2 Temmuz 1946 genel seçimine hile karıştırıldığı iddiası ile İzmir Gazetesi'nde "Nesebi gayri sahih" başlıklı makale yayınlanır. Ve TBMM'nin manevi şahsına hakaret suçundan dava açılır. Yazıyı kaleme alan Dr. Ekrem Hayri Üstündağ'ın oğlu Bülent Üstündağ o sırada yedek subay olarak askerlik yaptığı için makaleye kendi adını koyamamıştır. Sorumlu yazı işleri müdürü olan eşi Müçteba Hanım yargılanır ve hapse atılır. Bu olaya içerleyen Bülent Bey, 10 Kasım 1947'de intihar eder. Trajedi burada bitmez Müçteba Hanım da eşinin ölümünden tam 25 yıl sonra 10 Kasım 1972'de intihar eder. CHP karşıtlığı ile DP'li olan Dr. Ekrem Hayri Üstündağ bu acı ile 1950 seçimlerinde DP'den milletvekili seçilir. Sağlık Bakanlığı yapar 1954'te bir daha seçilir. Ancak Menderes'in tutumlarından rahatsız olup istifa ederek DP ve Menderes'i eleştirmeye başlar. Gazetesi derhal kapatılır. Bu defa Demokrat İzmir adıyla yayına geçer. Ama tüm yöneticileri sıra ile hapse girer. 2 Mayıs 1959'da DP'nin yandaşları gazete binasına saldırırlar, tahrip ederler. 27 Mayıs 1960 ihtilali gelince davalar açılır. 5 Mayıs 1961'de yargılama bittiğinde başta Menderes olmak üzere 16 sanık gazetenin basılıp, matbaaların tahrip edilmesi suçundan ceza alırlar.

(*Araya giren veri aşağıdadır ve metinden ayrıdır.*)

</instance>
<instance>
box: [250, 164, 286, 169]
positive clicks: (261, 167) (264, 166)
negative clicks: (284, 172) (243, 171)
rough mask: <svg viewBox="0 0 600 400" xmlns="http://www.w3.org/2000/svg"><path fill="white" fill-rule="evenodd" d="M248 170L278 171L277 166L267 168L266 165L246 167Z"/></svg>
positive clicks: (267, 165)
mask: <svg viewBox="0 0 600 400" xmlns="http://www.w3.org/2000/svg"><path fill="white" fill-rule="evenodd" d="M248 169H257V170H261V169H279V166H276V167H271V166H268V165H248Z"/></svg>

Öğrenmenin yaşı yok... Yukarıdaki olayın ayrıntılarını Soner Yalçın'ın "Galat-ı Meşhur" kitabından öğrendim. Yollarımızın kumpas davalarında kesiştiği Soner Yalçın "ezber bozmaya devam, inadına..." satırları ile imzalayıp gönderdiği kitabı bir kaç gecede bitireli çok oldu. Yoğun gündemden dolayı yazmaya fırsat bulamamıştım.
Sevgili Soner'in "Galat-ı Meşhur"unda neler yok ki;
"Sağcı bilinen solcular, solcu bilinen sağcılar. Paris günlerinde sosyalist olan cemaatçi kadın kim? Osmanlı'dan günümüze casus gazeteciler kim? HDP'li milletvekillerinin sicili, kim aslında kimdir?" gibi birbirinden ilginç olaylara ışık tutmuş Yalçın. Tarihçi titizliği ile geçmişte yaşanan olayların günümüze iz düşümünü mercek altına almış. Kırmızı Kedi Yayınevi fikir hayatımızı zenginleştiriyor. İlk baskı 150 bin ile rekora gidiyor. Bu arada korsancılar da iş başında tabii. Doğru bildiğimiz yanlışları özetlerken kütüphanemizin demirbaşı olmuş kitap. Eline, yüreğine sağlık.
Ve değerli büyüğüm Osman Özbek Paşa da boş durmuyor. "Türkiye'nin Karanlık Yılları-14 Yıllık Enkaz" adını verdiği ve açık kaynaklardan derlediği kitabı Alibi Yayıncılık okuyucuya kazandırmış. Tek kelime ile kronolojik arşiv niteliğinde. Ramazan kitap okumak için bereketlidir. Okumaya, yazmaya, sorgulayıp, yorumlamaya inadına devam...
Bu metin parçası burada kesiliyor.